PATRIMÓNIO DOS POBRES
Apesar de ter comprado a casa para a Ana, pelo preço de cinquenta mil euros, mais quanto ela devia às finanças, o que passou dos mil e trezentos euros, mais o preço da escritura, mais o que pagou ao Estado para o registo da casa - o Estado não perdoa. Tanto paga o rico como o desgraçado, como se não fosse legal possuir uma casa. Como se uma família não tivesse direito a uma morada. Mais ainda, uma família monoparental com três filhos - o Património dos Pobres não parou.
Bati à porta de gente cristã, pedi-lhes ajuda para a aquisição da quantia necessária e os irmãos responderam generosamente, de modo a que fiquei ainda em condições de continuar a fazer o BEM.
A mãe dos cinco filhos abandonada pelo marido há dezassete anos, recebeu de seus pais, pescadores, uma casa, cuja cozinha ficou quase destruída pelo desertor e assim continuou até à minha visita. Ela lavou a sua loicinha numa bacia de plástico que colocava na banheira da casa de banho ao longo destes anos.
Apareceu-me a pedir pagamento do IMI e uma ajuda porque estava a passar fome. O filho mais velho está na Marinha e os outros, na escola.
O estado da cozinha era realmente uma desgraça: azulejos partidos, chão esburacado, tubagem da água e dos esgotos ausente.
- É capaz de arranjar alguém que lhe faça isto e diga quanto custa?
- Vou ver.
Passados uns oito dias, telefona-me a dizer que havia conseguido quem fizesse o serviço por quatrocentos euros. Achei que não era muito caro e comprometi-me. Ao fim de uns dias de trabalho, o pedreiro pediu dinheiro e a senhora chamou-me. Fui lá e, como estava com pressa, não fui ver e preenchi-lhe um cheque de 250€.

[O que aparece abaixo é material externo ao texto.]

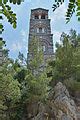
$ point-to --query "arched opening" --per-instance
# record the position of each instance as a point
(36, 17)
(42, 16)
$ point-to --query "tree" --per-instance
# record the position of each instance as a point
(73, 6)
(7, 12)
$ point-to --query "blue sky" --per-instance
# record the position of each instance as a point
(17, 39)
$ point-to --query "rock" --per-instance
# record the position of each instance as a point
(63, 106)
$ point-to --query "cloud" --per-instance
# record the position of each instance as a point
(59, 13)
(16, 46)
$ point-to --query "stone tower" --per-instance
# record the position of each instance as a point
(40, 26)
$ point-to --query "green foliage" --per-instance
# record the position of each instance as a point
(73, 6)
(11, 1)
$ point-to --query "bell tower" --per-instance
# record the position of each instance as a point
(40, 26)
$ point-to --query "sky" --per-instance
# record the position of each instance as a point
(17, 39)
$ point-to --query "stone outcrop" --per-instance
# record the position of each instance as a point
(60, 106)
(63, 106)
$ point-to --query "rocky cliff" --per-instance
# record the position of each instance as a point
(60, 106)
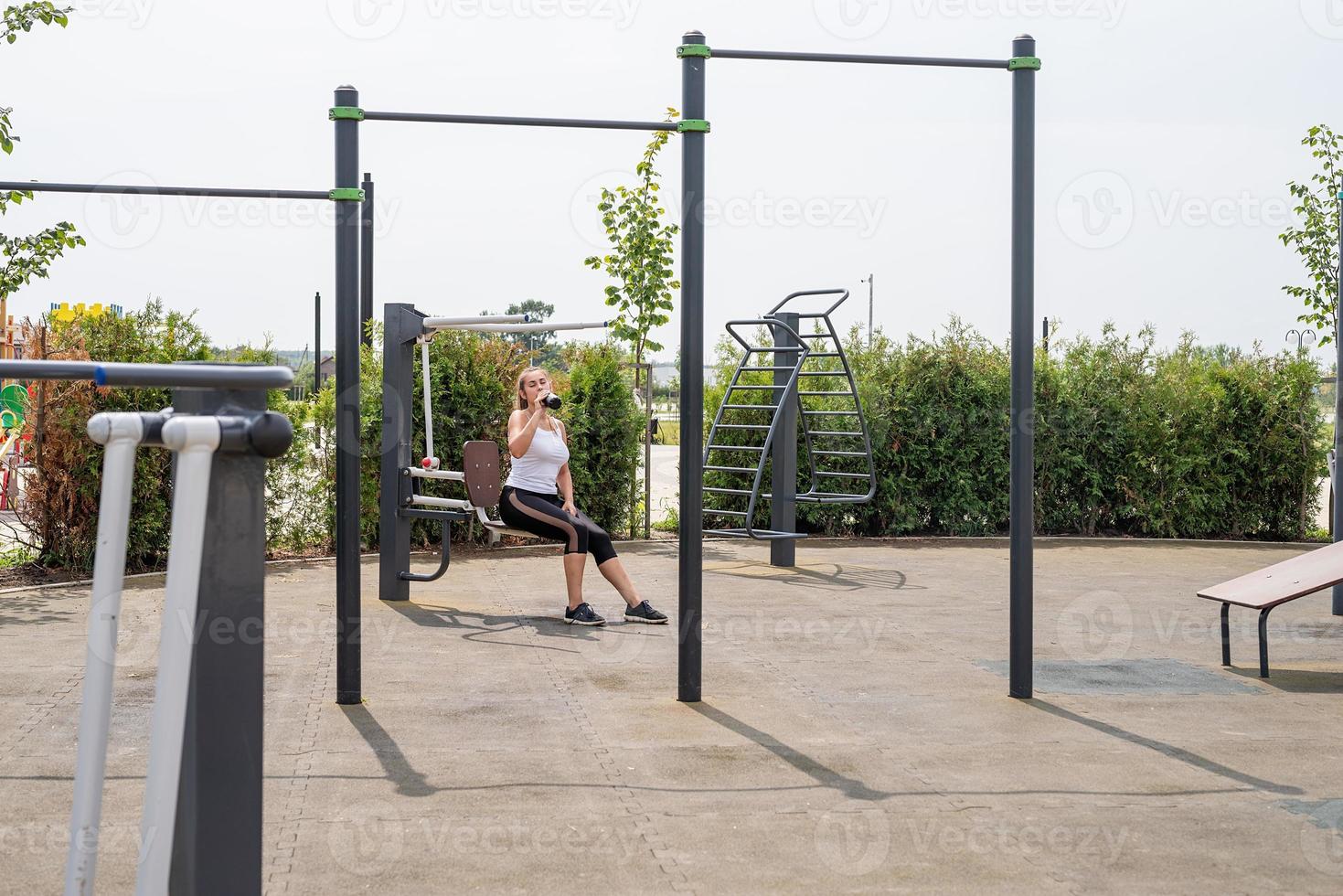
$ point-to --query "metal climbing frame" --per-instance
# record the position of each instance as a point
(695, 55)
(789, 407)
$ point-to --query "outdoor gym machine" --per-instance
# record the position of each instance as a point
(354, 252)
(695, 54)
(354, 208)
(400, 501)
(202, 817)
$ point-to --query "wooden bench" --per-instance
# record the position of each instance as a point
(481, 468)
(1274, 586)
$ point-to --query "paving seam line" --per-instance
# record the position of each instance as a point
(644, 825)
(280, 861)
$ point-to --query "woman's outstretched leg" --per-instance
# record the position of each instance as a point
(573, 578)
(614, 572)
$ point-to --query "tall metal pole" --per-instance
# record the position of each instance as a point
(690, 561)
(1338, 402)
(366, 261)
(1022, 500)
(783, 488)
(870, 301)
(317, 343)
(346, 407)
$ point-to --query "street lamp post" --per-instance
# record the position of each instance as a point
(1305, 338)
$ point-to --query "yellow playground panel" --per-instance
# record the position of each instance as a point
(66, 314)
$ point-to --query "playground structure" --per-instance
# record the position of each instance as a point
(202, 815)
(819, 409)
(354, 254)
(404, 328)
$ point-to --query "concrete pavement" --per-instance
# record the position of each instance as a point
(855, 736)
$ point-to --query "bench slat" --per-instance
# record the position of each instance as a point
(1282, 581)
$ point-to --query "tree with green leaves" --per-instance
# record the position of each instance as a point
(641, 254)
(28, 257)
(1315, 237)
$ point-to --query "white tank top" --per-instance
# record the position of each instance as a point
(540, 466)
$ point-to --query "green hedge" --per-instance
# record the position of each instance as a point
(473, 380)
(1130, 440)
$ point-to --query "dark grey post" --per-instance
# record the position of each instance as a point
(400, 326)
(783, 509)
(690, 561)
(218, 836)
(346, 407)
(366, 261)
(1338, 404)
(1022, 500)
(317, 343)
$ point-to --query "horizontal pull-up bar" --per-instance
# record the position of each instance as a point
(446, 323)
(39, 187)
(861, 59)
(154, 375)
(520, 123)
(529, 328)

Ora, o homem nunca mais apareceu. Vou ver e a pobre estava desolada:
- Aquele maldito enganou-o e aldrabou-me a mim.
- Sabe onde ele mora?
- Não, não sei.
Ao fim desta exclamação, ela olha-me com um ar furioso, olhos negros, faiscantes, cara enrugada pela fome, pelo trabalho e pelo desgosto da própria vida.
- Aquele maldito, senhor padre, se o apanho, ele vai ouvir-me!
O pedreiro era negro, também pobre, e atreveu-se a explorar a desgraçada. É o mal do mundo. Ataca toda a gente. Ricos e pobres. E chama-se GANÂNCIA.
Aquela mulher, porém, não desanimou. Sabendo que poderia pôr a sua cozinha com dignidade, arranjou outro pedreiro que lhe completou o trabalho por mais 150€.
Habituada a vencer as dificuldades, saboreando o apoio de Deus que lhe era oferecido por mim, não se deixou vencer.
Este último alvitrou-lhe que a cozinha ficaria bem se levasse uma cobertura de azulejos por cima dos velhos e do reboco que ele acabara.
A heroína pôs-se de volta de mim:
- Olhe, senhor, são só mais quatrocentos euros e eu fico com a minha cozinha um amor!
Alta, magrinha, de cabelo comprido, mal-tratado, conseguiu vencer-me. Mais ainda, levou-me a uma loja, hipermercado de materiais de construção, e encomendou um móvel com gavetas e lava-loiça e eu paguei mais seiscentos euros.
Este era para ter vindo no dia 9 de Junho, mas, por dificuldades do construtor, só estará pronto dia 17 deste mês.
Depois, prometi-lhe que ia estrear a cozinha, comer com a sua família uma caldeirada na sua casa: sentarmo-nos todos à mesa e elevarmos também o Pão do Céu - a Palavra de Deus. Convidá-las para se aproximarem do Senhor, que veio ao seu encontro, ajudado pela tenacidade e confiança da mãe.
Vai ser uma festa com Deus à mesa.
* * *
Além das rendas da casa que surgem quase diariamente como uma moição que me tolhe, aparecem outras carências a que não posso voltar a cara.
É o caso de outra mulher, também abandonada, embora com dois filhos já criados, com a dívida da luz no valor de 240€.
Fartei-me de lhe dizer que não podia, que os pobres vêm de todos os lados bater-me à porta, mas ela venceu-me:
- Olhe que sou diabética, tenho de ter insulina no frigorífico em casa, e se me cortam a luz, onde a vou guardar?
Agarrou-se a mim a chorar e eu tive de ceder!
Tinha levantado no banco 2.000€ e aquele dinheiro era já o resto.
Ela ansiava por encontrar, na sua linguagem, um anjo de Deus que lhe valesse. E encontrou.